Converting a PDF book into EPUB
I read book on iPad using iBooks. It handles PDF very well, but I do not fell comfortable without few features that are present when you read EPUB books:
- Highlights
- Infinite scroll
- Night mode
There are 2 straightforward ways to obtain an EPUB book:
- Find/borrow/buy it
- Convert from PDF to EPUB
I chose the most fun part - converting. Actually I chose this option after a lot of unsuccessful search.
I used one of the most popular convertors: Calibre. But it has a slight problem - converted books are not readable. Each book line is transformed into a paragraph. But as I found later it is a default behaviour which can be changed via options (enabling Heuristic Processing does a nice job).
This is a list of problems that I encountered and solved:
- I didn't know how EPUB format is structured
- On OS X it doesn't work classical extracting of EPUB contents
- Each line was transformed into a paragraph
- Calibri randomly generated 5 HTML files. Normally it should be one file for a chapter (which were 15 in my book)
- Words divided at the end of line with hyphen which ended up at the ends of paragraph
- Each PDF page had a title (of chapter and book) which were transformed in paragraphs/headings
- Each PDF page had a number which were transformed into text
- Each PDF page had some hidden trash information which were transformed into text paragraphs
- Typographic ligatures were transformed into letters divided by space
- Table of contents was not generated
- Vectorial images with text were transformed into paragraphs of text
- List (ordered and unordered) were treated as paragraphs
- Custom list styles were lost
I didn't know how EPUB format is structured
This time wikipedia gave really nice description of EPUB format. Also Building ePub with PHP and Markdown article has a nice description of file contents.
In fact it is a HTML website in a zip archive with few additional structural files.
On OS X it doesn't work classical extracting of EPUB contents
This time I just took the ePub zip/unzip tool and didn’t wreck my mind with CLI.
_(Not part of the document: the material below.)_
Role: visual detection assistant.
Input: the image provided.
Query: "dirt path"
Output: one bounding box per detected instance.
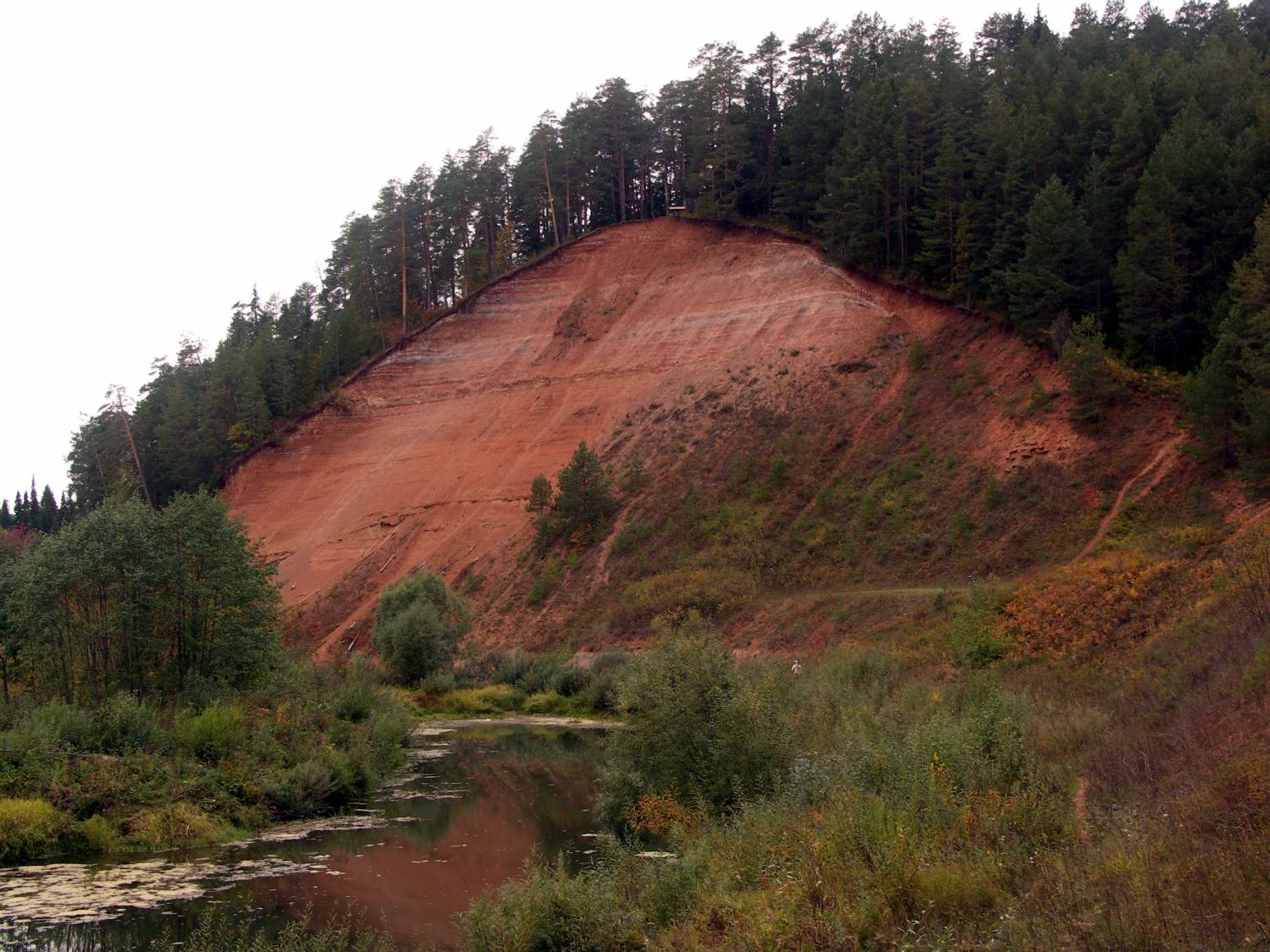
[1072,433,1185,561]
Each line was transformed into a paragraph
I solved this problem using a RegEx which joined paragraphs if they were not ending with some specific symbols such as dot or exclamation mark. But it is much more easy to do by enabling Heuristic Processing in Calibri which will join paragraphs based on distance between lines.
Calibri randomly generated 5 HTML files.
I joined these files into one in order to easier manipulate with them. In the end I just split this file into 15 files (one file per chapter).
Words divided at the end of line with hyphen which ended up at the ends of paragraph
This problem was also solved with a RegEx but Heuristic Processing will do it for you.
Each PDF page had a title (of chapter and book) which were transformed in paragraphs/headings
I just removed all of them using a RegEx.
Later I added manually all 15 chapter titles at the beginning of chapters.
Each PDF page had a number and some hidden trash information which were transformed into text
212 9781591888884_BookTitle_TX_p1-230.indd 212 9781591888884_BookTItle_TX_p1-230.indd 212 2/21/12 12:14 AM 2/21/12 12:14 AM
I just removed all of them using a RegEx.
Typographic ligatures were transformed into letters divided by space
I just searched for most common ligatures and removed spaces between letters.
Table of contents was not generated
Done it by hand.
Vectorial images with text were transformed into paragraphs of text
I did screenshots of these images in big format and embedded images into text.
List (ordered and unordered) were treated as paragraphs
Just found them all and replaced by hand.
Custom list styles were lost
The same as for lists - I found a pattern, added CSS classes through Find and Replace using a RegEx. Than just added necessary CSS to the main stylesheet.